The Toronto Maple Leafs and Jonathan Bernier

By Lukas Hardonk (@LukasHardonk)

The Toronto Maple Leafs' off-season may just be about to heat up.

Jonathan Bernier, once a star in net for the Los Angeles Kings and now a well-above-average backup goaltender, is a lock to switch teams this summer. Making the Bernier situation interesting is the fact the Kings reportedly have their trading partners narrowed down to two teams: the Philadelphia Flyers and the Maple Leafs.

Both the Leafs and Flyers are teams that no one would be surprised to see Bernier join. It's no secret that Leafs general manager Dave Nonis has been looking for help between the pipes since taking over from former GM Brian Burke. The Flyers are believed to be on the verge of buying out the remainder of Ilya Bryzgalov's contract, something they can't officially do until the Stanley Cup Final wraps up.

Maple Leafs fans have been wanting to see Bernier in the blue and white for quite some time now despite the strong play of James Reimer who is the biggest reason why Toronto finished fifth in the Eastern Conference and took the Boston Bruins to Game 7. But that ─ Reimer's strong play in net ─ is also why those same fans should look for the Maple Leafs to spend their money elsewhere.

It was common belief that Reimer didn't have what it would take to handle the pressure cooker that is the Toronto hockey market. No church-going, smiling, happy person could put up with the hundreds of thousands of fans and intense media scrutiny on a daily basis, right? They would crack and quickly become a minor league no-name, wouldn't they?


Instead, Reimer came through time and time again with big saves and stellar performances that not only kept the Maple Leafs in games but single-handedly won many of them.

His current cap hit is a very acceptable $1.8 million and at just 25 years of age and with only next season remaining on his current contract, Reimer's cost is sure to rise. It would only make sense to re-sign him if he keeps playing at this rate, making it unnecessary to spend at least if not more than $5 million per season on Bernier.

Rather than spend that $5 million ─ a number that might even be lower than what Bernier will actually see by the time he and his agent negotiate a contract with his new team ─ on goaltending (not to mention that Ben Scrivens is a more than capable backup), why not invest in a position that has actually struggled on ice? Of course we're talking about the blue line.

Although he is stellar and someone his teammates can believe in, James Reimer is not someone who can be heavily relied on during each game, nor is any other goalie in the NHL. It is unfair to the person in net and the chance for them to have a bad game always exists. Simply put, the Maple Leafs relied on their goaltending too much last season and that needs to change.
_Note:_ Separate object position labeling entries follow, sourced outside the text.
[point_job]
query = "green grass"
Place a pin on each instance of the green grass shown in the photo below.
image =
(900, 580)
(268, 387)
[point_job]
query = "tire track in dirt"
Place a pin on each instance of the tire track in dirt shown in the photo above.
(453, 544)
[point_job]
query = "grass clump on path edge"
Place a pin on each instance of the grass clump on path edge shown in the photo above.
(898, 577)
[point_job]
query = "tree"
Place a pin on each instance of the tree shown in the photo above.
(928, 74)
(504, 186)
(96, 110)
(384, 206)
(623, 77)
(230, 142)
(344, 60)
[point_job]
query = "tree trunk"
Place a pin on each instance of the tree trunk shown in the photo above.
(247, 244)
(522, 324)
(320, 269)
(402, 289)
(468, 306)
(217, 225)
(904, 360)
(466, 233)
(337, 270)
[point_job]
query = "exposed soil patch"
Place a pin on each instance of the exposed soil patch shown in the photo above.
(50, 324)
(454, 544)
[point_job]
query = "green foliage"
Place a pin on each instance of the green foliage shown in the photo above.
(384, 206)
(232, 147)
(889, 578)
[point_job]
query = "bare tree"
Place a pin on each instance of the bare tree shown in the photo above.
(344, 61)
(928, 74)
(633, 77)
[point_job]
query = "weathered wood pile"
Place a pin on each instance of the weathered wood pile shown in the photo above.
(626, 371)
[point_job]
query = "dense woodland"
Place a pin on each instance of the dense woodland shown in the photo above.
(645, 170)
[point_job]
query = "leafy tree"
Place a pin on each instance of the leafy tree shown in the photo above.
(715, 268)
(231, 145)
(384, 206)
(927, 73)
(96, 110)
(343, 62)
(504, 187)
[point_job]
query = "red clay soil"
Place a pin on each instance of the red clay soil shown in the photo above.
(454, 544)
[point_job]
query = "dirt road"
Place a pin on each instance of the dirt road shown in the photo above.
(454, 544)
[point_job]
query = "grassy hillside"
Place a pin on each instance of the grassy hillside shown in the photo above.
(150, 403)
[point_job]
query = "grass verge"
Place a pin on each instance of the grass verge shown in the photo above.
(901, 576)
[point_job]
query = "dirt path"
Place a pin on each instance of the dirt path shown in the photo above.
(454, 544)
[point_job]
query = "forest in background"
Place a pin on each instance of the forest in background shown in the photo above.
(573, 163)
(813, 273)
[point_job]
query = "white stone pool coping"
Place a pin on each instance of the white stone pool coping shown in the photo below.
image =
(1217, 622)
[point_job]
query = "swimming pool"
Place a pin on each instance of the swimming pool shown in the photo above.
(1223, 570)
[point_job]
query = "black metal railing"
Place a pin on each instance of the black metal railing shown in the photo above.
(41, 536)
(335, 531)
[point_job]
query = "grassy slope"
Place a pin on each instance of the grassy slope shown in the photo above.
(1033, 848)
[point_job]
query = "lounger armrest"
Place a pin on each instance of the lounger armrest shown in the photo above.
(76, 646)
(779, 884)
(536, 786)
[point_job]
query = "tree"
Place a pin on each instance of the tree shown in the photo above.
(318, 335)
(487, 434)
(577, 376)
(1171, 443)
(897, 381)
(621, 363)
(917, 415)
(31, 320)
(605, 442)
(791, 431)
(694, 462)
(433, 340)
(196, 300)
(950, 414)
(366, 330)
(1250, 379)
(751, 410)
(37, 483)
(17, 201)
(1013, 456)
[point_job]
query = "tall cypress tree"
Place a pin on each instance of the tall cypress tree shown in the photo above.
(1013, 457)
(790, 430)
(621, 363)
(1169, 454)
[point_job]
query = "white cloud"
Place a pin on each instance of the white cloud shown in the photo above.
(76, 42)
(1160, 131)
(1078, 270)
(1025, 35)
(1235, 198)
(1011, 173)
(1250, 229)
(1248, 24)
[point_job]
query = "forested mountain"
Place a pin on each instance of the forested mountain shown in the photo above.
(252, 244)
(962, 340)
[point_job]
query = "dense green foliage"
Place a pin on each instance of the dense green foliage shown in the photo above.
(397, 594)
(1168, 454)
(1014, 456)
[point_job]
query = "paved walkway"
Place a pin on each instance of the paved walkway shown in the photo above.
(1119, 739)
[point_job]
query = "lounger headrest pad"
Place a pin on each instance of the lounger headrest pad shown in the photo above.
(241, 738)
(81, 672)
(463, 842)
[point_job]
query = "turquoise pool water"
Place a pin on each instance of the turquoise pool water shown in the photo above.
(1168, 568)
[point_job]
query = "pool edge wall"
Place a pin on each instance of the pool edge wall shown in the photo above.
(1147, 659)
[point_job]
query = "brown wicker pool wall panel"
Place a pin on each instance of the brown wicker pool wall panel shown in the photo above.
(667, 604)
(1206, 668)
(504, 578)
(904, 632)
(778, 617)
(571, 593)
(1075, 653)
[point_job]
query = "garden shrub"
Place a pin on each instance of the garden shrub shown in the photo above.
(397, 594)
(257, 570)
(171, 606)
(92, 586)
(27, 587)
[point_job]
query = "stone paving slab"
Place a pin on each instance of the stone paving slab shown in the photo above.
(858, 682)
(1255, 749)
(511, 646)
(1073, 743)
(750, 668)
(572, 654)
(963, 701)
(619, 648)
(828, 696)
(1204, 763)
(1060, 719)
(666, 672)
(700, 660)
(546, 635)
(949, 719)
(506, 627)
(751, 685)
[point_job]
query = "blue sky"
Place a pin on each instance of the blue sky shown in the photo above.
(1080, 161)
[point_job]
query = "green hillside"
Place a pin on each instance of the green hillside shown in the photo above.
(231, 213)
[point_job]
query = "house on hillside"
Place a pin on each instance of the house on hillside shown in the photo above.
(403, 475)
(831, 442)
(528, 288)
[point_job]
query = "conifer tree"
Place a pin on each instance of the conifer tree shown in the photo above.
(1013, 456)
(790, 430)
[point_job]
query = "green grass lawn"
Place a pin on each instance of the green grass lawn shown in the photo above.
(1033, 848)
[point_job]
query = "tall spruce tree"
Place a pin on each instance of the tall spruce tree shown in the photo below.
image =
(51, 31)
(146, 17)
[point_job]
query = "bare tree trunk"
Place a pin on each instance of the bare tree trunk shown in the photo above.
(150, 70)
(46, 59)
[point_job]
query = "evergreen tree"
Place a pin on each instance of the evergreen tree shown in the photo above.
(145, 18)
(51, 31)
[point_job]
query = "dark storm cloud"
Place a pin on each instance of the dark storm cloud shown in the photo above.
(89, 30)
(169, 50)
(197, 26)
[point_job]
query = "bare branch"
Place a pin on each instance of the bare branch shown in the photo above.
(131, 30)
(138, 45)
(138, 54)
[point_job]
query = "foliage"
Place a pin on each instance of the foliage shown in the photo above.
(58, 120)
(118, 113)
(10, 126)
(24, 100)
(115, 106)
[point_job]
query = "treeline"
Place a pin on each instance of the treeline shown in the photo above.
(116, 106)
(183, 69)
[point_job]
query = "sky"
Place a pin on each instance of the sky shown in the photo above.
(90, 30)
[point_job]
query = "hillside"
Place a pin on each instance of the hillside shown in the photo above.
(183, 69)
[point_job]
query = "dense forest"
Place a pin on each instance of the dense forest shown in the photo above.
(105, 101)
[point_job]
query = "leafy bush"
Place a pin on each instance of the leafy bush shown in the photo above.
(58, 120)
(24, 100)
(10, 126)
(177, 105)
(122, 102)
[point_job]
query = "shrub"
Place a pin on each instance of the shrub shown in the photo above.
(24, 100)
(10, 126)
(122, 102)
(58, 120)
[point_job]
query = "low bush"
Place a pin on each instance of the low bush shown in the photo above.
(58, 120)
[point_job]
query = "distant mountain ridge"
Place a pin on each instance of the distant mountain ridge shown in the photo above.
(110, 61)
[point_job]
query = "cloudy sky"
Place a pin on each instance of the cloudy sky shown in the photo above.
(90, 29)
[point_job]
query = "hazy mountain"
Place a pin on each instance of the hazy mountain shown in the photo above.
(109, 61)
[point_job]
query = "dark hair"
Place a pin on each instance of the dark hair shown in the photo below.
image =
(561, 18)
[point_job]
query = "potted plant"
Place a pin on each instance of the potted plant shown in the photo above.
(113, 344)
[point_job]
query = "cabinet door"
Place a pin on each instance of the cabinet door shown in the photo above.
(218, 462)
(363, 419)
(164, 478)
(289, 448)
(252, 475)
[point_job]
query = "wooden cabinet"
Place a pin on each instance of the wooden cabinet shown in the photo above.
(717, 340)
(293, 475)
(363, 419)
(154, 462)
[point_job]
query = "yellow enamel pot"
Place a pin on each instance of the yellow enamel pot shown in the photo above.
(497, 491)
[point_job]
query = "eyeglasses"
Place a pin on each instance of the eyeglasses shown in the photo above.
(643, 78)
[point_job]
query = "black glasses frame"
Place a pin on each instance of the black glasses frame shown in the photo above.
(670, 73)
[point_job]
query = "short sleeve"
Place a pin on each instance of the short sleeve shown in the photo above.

One way to change this is by bringing in players who have the confidence and ability to effectively shut down the opposition in a timely manner. The Buds' current defence roster looks something like this:

Gunnarsson - Phaneuf
Gardiner - Franson
Kostka - Liles

Komisarek (Marlies)

There's no denying the fact the Maple Leafs' defence corps is too thin. Phaneuf is certainly a strong and talented defenceman but he needs help. Gunnarsson had a rough season, Gardiner was rarely in the lineup for unexplainable reasons other than what Randy Carlyle, and only Randy Carlyle, believed to be defensive inefficiencies, Mike Kostka had about two weeks of solid play and John-Michael Liles simply needs a change of scenery.

The free agent defence market is thin this year, meaning it may be time to explore the trade route for new blue liners. It's unknown what the Maple Leafs would be willing to give up for Bernier but the chances of Nonis & Co. surrendering what the Kings are looking for seems less likely than the Flyers doing the same at this point.

That combined with the lack of a need for more goalies in Toronto makes it sensible to move on and see what the team can get for the same trade assets in exchange for a defenceman.